Thursday, July 21st, 2011

To commoditize is to treat something like a commodity. When you commoditize, you take a set of similar products and treat them as indistinguishable. Imagine printer paper: you don’t care which brand you get; all that matters is getting the best price. Printer paper is a commoditized market. However, the laser printer market is not a commoditized market because the different brands and their respective features matter more to you.

Commoditization takes differentiated products and transforms them into a uniform commodity market.

The Debt Ceiling is…

Thursday, July 21st, 2011

The debt ceiling is the established limit on how much outstanding debt the United States government can owe. The government is allowed most types of borrowing under the condition that it stays below the debt ceiling.

Previously, Congress had to give the okay for each separate debt issuance that the federal government requested. However, during World War I, it became tiring for the federal government to constantly ask for approval. The debt ceiling emerged so that the government did not have to repeatedly seek permission and could manage its borrowing more freely.

Tax-deferred is…

Thursday, July 21st, 2011

Tax-deferred is when you don’t have to pay taxes on a particular account as long as your money remains in it. You wait to pay the tax until you take the money. Once you withdraw your money, it’s up for grabs and the IRS can begin to tax it.

Retirement plans are a great example. Money stashed away in annuities, 401(k)s, and IRAs is tax-deferred to varying degrees and can grow for decades until you reach your retirement age.

Administrative Expenses are…

Thursday, July 21st, 2011

Administrative expenses include the part of a company’s budget spent on its wellbeing or upkeep, but which don’t directly relate to the sales efforts of the company. For example, administrative expenses include costs associated with administrative staff, food and drinks for meetings, paperclips, and utility bills.

The Cash Price is…

Thursday, July 21st, 2011

The cash price is the price a seller charges a customer given that they plan on paying immediately in cash. Credit card companies charge retailers a commission (a small percentage of the sale), so some stores will charge a different price for people who use credit cards versus cash to make up for the difference.

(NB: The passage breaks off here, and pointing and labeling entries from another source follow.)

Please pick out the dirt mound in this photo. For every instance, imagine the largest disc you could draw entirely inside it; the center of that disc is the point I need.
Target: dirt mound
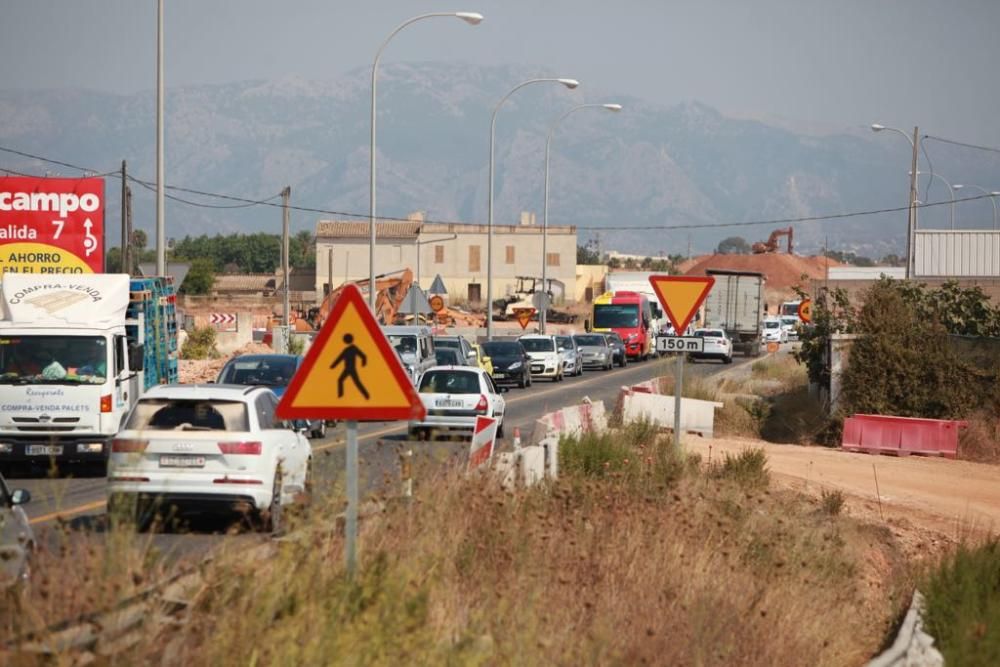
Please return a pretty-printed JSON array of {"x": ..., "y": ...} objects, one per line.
[{"x": 782, "y": 270}]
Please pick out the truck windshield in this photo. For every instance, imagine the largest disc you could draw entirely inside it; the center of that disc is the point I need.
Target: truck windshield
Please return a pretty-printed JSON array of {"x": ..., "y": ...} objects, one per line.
[
  {"x": 612, "y": 316},
  {"x": 53, "y": 360}
]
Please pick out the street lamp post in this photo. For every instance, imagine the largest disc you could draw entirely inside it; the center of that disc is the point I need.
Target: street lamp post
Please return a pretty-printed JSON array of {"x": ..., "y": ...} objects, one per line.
[
  {"x": 543, "y": 316},
  {"x": 471, "y": 18},
  {"x": 912, "y": 219},
  {"x": 993, "y": 198},
  {"x": 569, "y": 83}
]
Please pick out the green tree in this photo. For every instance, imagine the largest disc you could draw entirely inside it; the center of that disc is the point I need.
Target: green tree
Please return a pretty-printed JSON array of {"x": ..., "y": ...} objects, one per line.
[
  {"x": 200, "y": 277},
  {"x": 733, "y": 245}
]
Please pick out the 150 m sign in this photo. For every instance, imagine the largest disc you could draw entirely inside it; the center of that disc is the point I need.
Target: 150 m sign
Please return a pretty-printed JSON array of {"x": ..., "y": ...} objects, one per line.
[
  {"x": 51, "y": 225},
  {"x": 680, "y": 344}
]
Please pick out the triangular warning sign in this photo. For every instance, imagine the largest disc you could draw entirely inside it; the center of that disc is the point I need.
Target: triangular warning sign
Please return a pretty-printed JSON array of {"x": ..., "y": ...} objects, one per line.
[
  {"x": 681, "y": 296},
  {"x": 351, "y": 372}
]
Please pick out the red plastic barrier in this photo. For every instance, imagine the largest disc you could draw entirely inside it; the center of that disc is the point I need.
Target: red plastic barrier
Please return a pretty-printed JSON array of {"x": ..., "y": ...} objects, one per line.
[{"x": 902, "y": 436}]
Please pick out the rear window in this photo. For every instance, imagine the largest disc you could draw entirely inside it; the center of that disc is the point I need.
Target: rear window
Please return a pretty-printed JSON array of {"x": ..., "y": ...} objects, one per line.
[
  {"x": 538, "y": 344},
  {"x": 164, "y": 414},
  {"x": 449, "y": 382}
]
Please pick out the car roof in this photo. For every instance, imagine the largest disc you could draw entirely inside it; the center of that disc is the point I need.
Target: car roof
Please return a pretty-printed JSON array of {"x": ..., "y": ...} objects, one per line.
[{"x": 222, "y": 392}]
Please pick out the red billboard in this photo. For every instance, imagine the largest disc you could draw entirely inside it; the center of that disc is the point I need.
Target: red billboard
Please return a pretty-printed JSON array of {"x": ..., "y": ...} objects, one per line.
[{"x": 51, "y": 225}]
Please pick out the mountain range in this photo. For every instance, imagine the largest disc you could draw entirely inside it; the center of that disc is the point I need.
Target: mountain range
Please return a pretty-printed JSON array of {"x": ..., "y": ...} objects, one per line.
[{"x": 651, "y": 166}]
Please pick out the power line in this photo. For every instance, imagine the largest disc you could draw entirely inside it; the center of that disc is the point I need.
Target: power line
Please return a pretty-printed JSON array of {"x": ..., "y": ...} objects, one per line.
[
  {"x": 962, "y": 143},
  {"x": 246, "y": 202}
]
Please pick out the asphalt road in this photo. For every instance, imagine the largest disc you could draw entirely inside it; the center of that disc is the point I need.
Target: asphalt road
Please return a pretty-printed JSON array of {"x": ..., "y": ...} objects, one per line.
[{"x": 79, "y": 501}]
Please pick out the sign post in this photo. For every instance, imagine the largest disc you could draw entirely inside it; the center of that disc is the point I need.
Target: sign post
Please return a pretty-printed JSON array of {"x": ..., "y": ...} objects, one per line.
[
  {"x": 681, "y": 297},
  {"x": 351, "y": 373}
]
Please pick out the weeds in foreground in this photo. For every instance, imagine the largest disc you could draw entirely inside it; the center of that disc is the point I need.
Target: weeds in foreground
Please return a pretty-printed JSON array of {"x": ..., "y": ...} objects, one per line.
[{"x": 963, "y": 605}]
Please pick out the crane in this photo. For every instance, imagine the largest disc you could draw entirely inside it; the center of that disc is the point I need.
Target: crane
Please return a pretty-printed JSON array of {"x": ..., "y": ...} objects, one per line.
[{"x": 771, "y": 245}]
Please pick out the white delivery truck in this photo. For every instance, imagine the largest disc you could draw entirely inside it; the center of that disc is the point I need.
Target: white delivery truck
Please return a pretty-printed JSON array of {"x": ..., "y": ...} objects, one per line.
[
  {"x": 71, "y": 363},
  {"x": 638, "y": 281}
]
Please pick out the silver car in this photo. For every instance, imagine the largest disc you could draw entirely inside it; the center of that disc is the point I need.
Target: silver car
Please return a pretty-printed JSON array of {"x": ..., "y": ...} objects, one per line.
[
  {"x": 595, "y": 351},
  {"x": 17, "y": 541}
]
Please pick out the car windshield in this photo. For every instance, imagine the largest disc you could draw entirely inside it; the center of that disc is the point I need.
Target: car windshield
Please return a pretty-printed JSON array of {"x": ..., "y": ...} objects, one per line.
[
  {"x": 502, "y": 349},
  {"x": 611, "y": 316},
  {"x": 593, "y": 339},
  {"x": 53, "y": 360},
  {"x": 270, "y": 372},
  {"x": 538, "y": 344},
  {"x": 403, "y": 344},
  {"x": 169, "y": 414},
  {"x": 449, "y": 382}
]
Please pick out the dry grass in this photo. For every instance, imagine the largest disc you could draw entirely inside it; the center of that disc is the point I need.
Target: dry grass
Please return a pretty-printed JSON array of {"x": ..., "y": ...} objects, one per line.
[{"x": 617, "y": 565}]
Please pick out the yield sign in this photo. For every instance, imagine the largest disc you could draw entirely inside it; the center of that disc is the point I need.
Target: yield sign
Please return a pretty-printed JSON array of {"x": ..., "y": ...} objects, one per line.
[
  {"x": 484, "y": 438},
  {"x": 350, "y": 372},
  {"x": 524, "y": 316},
  {"x": 681, "y": 296}
]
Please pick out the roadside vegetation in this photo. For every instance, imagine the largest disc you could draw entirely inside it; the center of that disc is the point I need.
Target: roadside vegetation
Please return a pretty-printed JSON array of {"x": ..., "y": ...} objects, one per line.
[{"x": 639, "y": 554}]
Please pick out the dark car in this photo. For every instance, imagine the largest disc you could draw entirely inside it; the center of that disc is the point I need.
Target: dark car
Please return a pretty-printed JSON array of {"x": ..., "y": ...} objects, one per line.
[
  {"x": 268, "y": 370},
  {"x": 511, "y": 364},
  {"x": 17, "y": 541},
  {"x": 618, "y": 345},
  {"x": 448, "y": 356}
]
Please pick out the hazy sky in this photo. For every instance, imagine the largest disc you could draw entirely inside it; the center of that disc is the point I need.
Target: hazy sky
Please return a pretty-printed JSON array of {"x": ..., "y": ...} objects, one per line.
[{"x": 833, "y": 64}]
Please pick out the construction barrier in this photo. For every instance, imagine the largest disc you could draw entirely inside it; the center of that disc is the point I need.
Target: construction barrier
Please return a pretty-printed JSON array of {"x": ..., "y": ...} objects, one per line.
[
  {"x": 696, "y": 416},
  {"x": 901, "y": 436}
]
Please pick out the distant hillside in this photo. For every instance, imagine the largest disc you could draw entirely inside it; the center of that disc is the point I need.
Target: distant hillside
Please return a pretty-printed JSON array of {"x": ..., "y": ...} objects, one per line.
[{"x": 648, "y": 166}]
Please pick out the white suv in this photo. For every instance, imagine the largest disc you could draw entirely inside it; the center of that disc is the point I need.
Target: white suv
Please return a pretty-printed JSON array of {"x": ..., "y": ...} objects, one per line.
[
  {"x": 207, "y": 448},
  {"x": 546, "y": 361}
]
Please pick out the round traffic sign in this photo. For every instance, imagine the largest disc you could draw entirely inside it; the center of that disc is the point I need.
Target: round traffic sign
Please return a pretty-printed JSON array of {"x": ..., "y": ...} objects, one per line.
[{"x": 805, "y": 310}]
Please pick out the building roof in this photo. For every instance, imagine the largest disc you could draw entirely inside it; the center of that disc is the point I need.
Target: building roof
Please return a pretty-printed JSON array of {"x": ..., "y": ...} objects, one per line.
[{"x": 384, "y": 229}]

You may have noticed that gas stations sometimes advertise “$2.50 per gallon–cash  ||  $2.53 per gallon — credit.” $2.50 is the cash price.

NAFTA is…

Thursday, July 21st, 2011

NAFTA is the North American Free Trade Agreement. In the 1990′s the United States, Canada, and Mexico negotiated NAFTA, which removed tariffs and other barriers to trade. The agreement makes trade between the three nations of North America mega-easy and is intended to generate trillions of dollars of revenue every year.

An Exotic Derivative is…

Thursday, July 21st, 2011

An exotic derivative is – you guessed it – an exotic member of the larger derivative family. It’s basically any derivative (aka complicated financial product) that is considered out-of-the-box. The label is somewhat time-dependent because a product that is “exotic” now may become commonplace in twenty years. All the other (boring) derivatives are often referred to as “vanilla.” So it’s up to you – will it be vanilla or triple-chocolate macadamia in that investment waffle cone?

A Performance Fee is…

Thursday, July 21st, 2011

A performance fee is an additional payment based on success. For example, a hedge fund manager might receive a performance fee (like a bonus) based on the profitability of his fund. Ideally, the promise of this fee will encourage the manager to make the best possible investments.